For the first time since the 1950s, Europe will become the world’s top wheat exporter, overtaking the US. The European Union will ship 27.5m tonnes of wheat, including durum, in 2014-15, the USDA said in its first forecasts for next season.
That would be a figure second only to the 30.0m tonnes that the EU – which as a bloc is the world’s top wheat producer – is expected to export this season, ending next month.
And it would take the EU’s current 28 nations (counted pro-rata before the bloc’s creation) to first in the league of world wheat exporters for the first time on records going back to 1960s, during which the US has dominated top rank.
The EU’s promotion reflects the extent of the damage to the US winter wheat crop from drought in the southern Plains belt which grows the hard wheat used in making bread, with production of the soft wheat used in making biscuits, and grown in the Midwest, hurt too by lower sowings and frost damage.
Last year’s harvest was too small to prevent US hard red winter wheat stocks tumbling an estimated 50% to 193.2m bushels over 2013-14.
Meanwhile, the EU is expected to see a small rise in production in 2014-15, by 1.56m tonnes to 144.9m tonnes, the third biggest harvest on record, lifted by a recovery in production in the UK.

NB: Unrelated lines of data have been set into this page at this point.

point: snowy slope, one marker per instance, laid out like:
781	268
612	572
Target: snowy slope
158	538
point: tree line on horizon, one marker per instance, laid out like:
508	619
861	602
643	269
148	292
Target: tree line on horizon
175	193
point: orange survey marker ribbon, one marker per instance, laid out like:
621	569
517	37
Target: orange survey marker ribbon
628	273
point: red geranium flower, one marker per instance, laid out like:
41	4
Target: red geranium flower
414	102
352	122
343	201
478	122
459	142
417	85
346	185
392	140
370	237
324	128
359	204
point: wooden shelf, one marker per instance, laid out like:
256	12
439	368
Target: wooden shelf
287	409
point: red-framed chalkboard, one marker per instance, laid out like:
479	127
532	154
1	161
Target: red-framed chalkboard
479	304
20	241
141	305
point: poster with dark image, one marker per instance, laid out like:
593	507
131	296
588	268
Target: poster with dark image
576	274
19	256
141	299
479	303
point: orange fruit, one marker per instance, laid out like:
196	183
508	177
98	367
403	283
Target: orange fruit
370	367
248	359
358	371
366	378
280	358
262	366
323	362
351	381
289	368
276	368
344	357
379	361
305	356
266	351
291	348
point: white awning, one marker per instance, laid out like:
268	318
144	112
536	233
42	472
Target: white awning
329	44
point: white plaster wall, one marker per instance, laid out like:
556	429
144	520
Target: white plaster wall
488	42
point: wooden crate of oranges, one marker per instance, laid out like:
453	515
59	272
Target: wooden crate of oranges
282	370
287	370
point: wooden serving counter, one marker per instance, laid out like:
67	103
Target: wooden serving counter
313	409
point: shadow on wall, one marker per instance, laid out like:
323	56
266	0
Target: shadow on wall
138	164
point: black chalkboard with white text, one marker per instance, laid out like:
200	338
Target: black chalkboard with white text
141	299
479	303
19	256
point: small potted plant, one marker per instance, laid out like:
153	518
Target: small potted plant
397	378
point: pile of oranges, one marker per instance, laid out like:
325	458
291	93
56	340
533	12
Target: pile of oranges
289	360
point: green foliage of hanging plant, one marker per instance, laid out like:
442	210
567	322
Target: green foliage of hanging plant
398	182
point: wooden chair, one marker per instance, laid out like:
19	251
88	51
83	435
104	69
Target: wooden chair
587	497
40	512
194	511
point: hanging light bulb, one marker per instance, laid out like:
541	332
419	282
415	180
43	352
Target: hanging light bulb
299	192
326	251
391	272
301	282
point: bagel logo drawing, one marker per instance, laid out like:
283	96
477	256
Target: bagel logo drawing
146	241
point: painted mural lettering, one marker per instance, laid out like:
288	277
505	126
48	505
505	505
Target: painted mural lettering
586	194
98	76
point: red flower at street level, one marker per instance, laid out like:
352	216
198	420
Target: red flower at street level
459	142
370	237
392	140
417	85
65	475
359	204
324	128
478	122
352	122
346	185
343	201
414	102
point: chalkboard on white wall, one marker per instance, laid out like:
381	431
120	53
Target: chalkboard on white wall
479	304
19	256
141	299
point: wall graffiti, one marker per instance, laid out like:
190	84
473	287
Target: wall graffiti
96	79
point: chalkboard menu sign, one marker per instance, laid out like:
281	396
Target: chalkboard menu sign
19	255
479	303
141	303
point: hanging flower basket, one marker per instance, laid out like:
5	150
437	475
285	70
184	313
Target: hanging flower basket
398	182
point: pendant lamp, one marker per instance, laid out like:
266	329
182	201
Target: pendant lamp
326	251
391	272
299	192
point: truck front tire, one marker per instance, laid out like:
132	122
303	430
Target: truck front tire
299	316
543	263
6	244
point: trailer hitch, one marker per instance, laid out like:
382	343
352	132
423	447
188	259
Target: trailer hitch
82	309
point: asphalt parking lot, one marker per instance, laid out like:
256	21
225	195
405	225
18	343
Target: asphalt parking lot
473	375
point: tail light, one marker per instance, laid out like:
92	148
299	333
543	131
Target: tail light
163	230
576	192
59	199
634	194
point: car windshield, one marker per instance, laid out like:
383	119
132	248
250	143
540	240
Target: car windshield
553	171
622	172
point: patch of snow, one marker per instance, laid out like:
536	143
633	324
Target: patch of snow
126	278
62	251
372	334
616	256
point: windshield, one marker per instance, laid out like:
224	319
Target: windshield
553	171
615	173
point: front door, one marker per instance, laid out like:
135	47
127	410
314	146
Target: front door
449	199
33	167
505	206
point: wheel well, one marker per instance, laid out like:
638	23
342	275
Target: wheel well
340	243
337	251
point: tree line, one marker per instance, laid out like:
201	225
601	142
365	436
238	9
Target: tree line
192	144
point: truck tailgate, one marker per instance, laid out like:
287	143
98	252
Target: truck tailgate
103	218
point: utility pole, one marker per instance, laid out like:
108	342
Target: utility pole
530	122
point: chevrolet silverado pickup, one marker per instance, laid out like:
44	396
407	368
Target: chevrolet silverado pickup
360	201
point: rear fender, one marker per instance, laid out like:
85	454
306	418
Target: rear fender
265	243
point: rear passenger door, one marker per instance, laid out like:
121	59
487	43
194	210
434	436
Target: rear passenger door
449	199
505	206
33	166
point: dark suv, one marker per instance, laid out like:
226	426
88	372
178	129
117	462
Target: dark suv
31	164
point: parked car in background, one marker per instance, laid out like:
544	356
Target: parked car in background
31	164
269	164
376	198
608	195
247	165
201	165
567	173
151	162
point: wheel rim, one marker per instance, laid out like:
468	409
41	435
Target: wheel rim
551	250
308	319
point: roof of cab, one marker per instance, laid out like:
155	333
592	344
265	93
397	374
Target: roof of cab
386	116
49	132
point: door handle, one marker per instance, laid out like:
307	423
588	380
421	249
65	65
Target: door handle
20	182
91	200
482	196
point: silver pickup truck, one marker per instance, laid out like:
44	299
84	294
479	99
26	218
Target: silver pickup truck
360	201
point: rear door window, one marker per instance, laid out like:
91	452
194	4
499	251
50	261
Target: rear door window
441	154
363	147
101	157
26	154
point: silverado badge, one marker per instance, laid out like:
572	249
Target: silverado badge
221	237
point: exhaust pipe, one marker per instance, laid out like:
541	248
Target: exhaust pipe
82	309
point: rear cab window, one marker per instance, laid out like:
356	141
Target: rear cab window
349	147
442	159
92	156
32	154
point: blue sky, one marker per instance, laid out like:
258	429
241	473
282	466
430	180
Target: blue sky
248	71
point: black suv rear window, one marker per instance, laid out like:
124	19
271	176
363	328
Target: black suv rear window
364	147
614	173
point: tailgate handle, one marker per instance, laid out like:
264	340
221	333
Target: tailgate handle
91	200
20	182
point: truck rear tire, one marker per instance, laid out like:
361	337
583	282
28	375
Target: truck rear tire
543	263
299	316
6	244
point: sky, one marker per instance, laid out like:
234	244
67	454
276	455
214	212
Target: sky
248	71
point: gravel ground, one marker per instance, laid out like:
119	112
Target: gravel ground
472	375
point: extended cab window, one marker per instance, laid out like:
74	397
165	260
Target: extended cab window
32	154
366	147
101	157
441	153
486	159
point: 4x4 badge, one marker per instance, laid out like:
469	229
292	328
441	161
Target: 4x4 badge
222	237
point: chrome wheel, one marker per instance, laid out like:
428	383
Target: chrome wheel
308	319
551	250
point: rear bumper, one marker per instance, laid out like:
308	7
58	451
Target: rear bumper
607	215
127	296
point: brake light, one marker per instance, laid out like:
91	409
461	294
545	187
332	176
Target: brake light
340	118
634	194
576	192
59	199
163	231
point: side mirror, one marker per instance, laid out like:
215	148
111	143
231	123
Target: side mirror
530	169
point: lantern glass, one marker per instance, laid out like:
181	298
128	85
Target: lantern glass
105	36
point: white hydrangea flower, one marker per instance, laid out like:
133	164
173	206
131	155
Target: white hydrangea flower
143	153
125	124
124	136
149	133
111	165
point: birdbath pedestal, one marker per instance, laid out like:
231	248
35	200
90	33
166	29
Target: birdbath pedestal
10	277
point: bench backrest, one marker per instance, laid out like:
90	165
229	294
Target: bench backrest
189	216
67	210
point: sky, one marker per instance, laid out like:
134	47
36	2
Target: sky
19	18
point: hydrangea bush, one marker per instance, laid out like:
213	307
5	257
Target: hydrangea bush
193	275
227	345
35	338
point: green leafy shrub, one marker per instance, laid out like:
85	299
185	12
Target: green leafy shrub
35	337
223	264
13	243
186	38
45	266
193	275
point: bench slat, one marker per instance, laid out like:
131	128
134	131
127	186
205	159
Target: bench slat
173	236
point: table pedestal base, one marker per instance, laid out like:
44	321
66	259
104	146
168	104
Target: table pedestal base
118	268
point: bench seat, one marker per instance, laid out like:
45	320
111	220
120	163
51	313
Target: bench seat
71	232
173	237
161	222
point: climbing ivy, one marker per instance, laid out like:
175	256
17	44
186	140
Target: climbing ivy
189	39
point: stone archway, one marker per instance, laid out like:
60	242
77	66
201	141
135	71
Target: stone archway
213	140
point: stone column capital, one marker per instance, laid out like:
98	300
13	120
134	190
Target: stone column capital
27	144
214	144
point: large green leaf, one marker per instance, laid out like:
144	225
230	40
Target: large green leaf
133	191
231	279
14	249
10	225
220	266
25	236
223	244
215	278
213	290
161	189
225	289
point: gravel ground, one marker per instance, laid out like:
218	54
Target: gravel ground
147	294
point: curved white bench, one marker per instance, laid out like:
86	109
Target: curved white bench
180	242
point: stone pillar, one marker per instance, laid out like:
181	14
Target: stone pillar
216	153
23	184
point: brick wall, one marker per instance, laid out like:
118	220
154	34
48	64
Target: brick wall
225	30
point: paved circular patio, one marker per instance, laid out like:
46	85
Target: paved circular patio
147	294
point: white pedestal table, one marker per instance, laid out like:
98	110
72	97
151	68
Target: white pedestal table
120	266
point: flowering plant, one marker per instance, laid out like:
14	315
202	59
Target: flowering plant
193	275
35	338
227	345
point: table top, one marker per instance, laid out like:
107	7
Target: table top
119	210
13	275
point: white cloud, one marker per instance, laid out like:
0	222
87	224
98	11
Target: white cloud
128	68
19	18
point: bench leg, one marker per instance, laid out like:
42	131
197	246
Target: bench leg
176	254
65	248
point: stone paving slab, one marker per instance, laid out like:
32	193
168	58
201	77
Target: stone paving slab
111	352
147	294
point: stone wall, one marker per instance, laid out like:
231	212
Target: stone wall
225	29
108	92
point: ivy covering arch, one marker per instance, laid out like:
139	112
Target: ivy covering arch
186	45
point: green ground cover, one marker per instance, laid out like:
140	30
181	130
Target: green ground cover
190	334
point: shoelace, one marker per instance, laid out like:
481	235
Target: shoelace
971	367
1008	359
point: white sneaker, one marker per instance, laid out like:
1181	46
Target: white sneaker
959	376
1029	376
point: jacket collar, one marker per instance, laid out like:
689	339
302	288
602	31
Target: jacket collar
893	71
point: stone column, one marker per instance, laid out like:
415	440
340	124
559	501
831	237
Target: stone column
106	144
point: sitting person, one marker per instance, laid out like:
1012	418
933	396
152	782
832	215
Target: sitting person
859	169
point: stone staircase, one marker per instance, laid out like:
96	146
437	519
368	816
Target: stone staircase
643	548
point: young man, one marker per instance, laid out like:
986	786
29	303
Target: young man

Indeed, while output from France and Germany, the top two producers, is expected to show a small decline this year – of 1.0% to 38.1m tonnes and 3.8% to 24.0m tonnes respectively – the third-ranked UK will see a 27% jump in its harvest to 15.2m tonnes.
The increase reflects the improved weather from last season, when autumn sowings were slashed by the second wettest year on record, which also left the UK with an unusually poor-quality crop in 2012.
Most major exporting wheat exporters will see reduced shipment volumes, a decline reflecting reduced production in Australia and Canada, as well as in the Ukraine, where the financial hiccups stemming from political crisis will curtail output.
For Ukraine, the USDA forecast that “despite the excellent current conditions, yield will drop from last year’s level due to a likely reduction in the spring application of mineral fertilisers and a reduction in the use of herbicides and other agricultural chemicals”.
Argentina – where wheat is broadly expected to improve in popularity, amid talk of some easing back by the government on export restrictions – will re-emerge as a major shipper, with volumes seen trebling to 6.5m tonnes.
Among import nations, Brazil and China, which suffered unusually poor harvests last year, are seen cutting their need for purchases.
Turkey’s imports are forecast rising 38% to a record 5.5m tonnes, thanks to drought and a late frost blamed for cutting wheat output by 3.om tonnes from last year, to 15.0m tonnes.
Imports by Syria, which “is experiencing a continued drought along the western grains region, are also seen reaching a record high, of 2.0m tonnes. Egypt, the top importer, is seen buying in 10.8m tonnes, up 300,000 tonnes year on year.